How to Accompany Another Musician on Guitar
Some books on guitar accompaniment
How to learn the art of guitar accompaniment
So, you've learnt how to play chords on the guitar and now you want to try your hand at accompanying another musician. This can be a singer or another instrumentalist. For example, I play with a Scottish fiddler and I accompany him both on guitar and on piano. In this article, I'll give you some tips on how to become a good accompanist on your guitar.
First of all, please understand that it's very hard to explain how to accompany another musician on guitar in a single article. That's because there are lots of different styles of music and they all require different accompaniment techniques. So I'll just give you the basics.
Guitar accompaniment - is it easy or difficult?
Being an accompanist is difficult and easy at the same time.

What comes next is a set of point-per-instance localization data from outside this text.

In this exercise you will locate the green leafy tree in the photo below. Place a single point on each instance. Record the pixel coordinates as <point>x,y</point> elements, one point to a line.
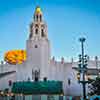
<point>95,87</point>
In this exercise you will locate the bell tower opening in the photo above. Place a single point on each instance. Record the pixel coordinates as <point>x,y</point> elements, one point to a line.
<point>38,28</point>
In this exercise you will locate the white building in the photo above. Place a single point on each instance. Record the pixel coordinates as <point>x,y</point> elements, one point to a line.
<point>39,60</point>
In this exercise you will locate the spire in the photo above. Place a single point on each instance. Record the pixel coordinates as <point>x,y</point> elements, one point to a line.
<point>38,14</point>
<point>38,10</point>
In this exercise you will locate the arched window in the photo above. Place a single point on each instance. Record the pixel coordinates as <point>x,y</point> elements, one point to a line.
<point>40,17</point>
<point>37,17</point>
<point>36,31</point>
<point>42,33</point>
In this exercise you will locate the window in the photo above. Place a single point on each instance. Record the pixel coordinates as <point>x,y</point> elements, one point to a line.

It's difficult because you have to play with someone and abide by his or her rules, because you have to be very responsive to any changes and react quickly, and because you should be able to play in different styles and often play things by ear, especially if you play at sessions. Sounds scary, doesn't it? But don't worry. Being an accompanist has its advantages and it's easy once you get the hang of it. Trust me, once you know the chord patterns and the strumming styles for the kind of music you want to accompany, it becomes a breeze because your hands start doing their job without you having to think a lot about what to do and when.
Learn the chords
The first thing you need to do if you want to learn how to accompany another musician on guitar is to learn the typical chords and chord patterns for the particular music style you want to play. For example, if you want to accompany Irish and Scottish musicians, learn a lot of chords in D and G, as they are the major keys for Irish music. Also make sure you learn both classical and modal chord patterns, as Celtic music uses both.
A typical major Celtic piece, such as a reel or a jig, will most likely use the tonic-subdominant-dominant-tonic pattern. Sounds complicated? It really isn't. Basically, in the key of C the C major chord itself will be the tonic, the subdominant will be F major, and G major is the dominant. What you need to remember is that the tonic is the main chord in a key signature, the subdominant is the fourth degree from the tonic and the dominant is the fifth degree. This pattern is true for both major and minor key signatures.
A typical minor Celtic piece uses modal chords. That's even easier than the three chords you have to learn for a major piece because you can usually accompany a modal piece by using just two chords - the tonic and the natural seventh degree. For example, let's say you are accompanying a piece in a minor. An A minor chord will be the tonic and a G major chord with be the natural seventh degree. That's all there is to it, really.
Remember to learn and practice as many chord patterns as you can, so that your left hand really knows what it's doing.
Practice strumming and picking
Now that your left hand knows which chords to play, it's time to make them sound cool with different strumming and picking patterns. I can't really teach you any of them in an article without uploading some audio or video (I might add a video in the future). What I can say is that there are tons of different strumming patterns and different rhythms. The ones that you will use most often depend on the style of music you are going to accompany and on the preferences of your soloist. Very often the musician you are accompanying will tell you what sort of rhythm he or she wants from you. So, again, learn as many patterns as you can.
I can't stress enough how important it is to listen to your soloist and follow him or her very closely. How to accompany another musician on guitar is not only a matter of playing the correct chords at the right time. It's also a matter of blending together as an ensemble, so that your accompaniment complements your soloist. This can only be achieved by practicing together a lot. You have to feel what your soloist is going to do next, you have to be able to anticipate his or hers movements. Don't underestimate your role as an accompanist - if you fail, the soloist will also fail. So try to rehears as much as you can. If it's not possible, ask your soloist to record the tunes you are playing (or singing if you are accompanying a singer) and practice at home with the recording.
I hope this article is the first step on your way to becoming a good guitar accompanist. Good luck!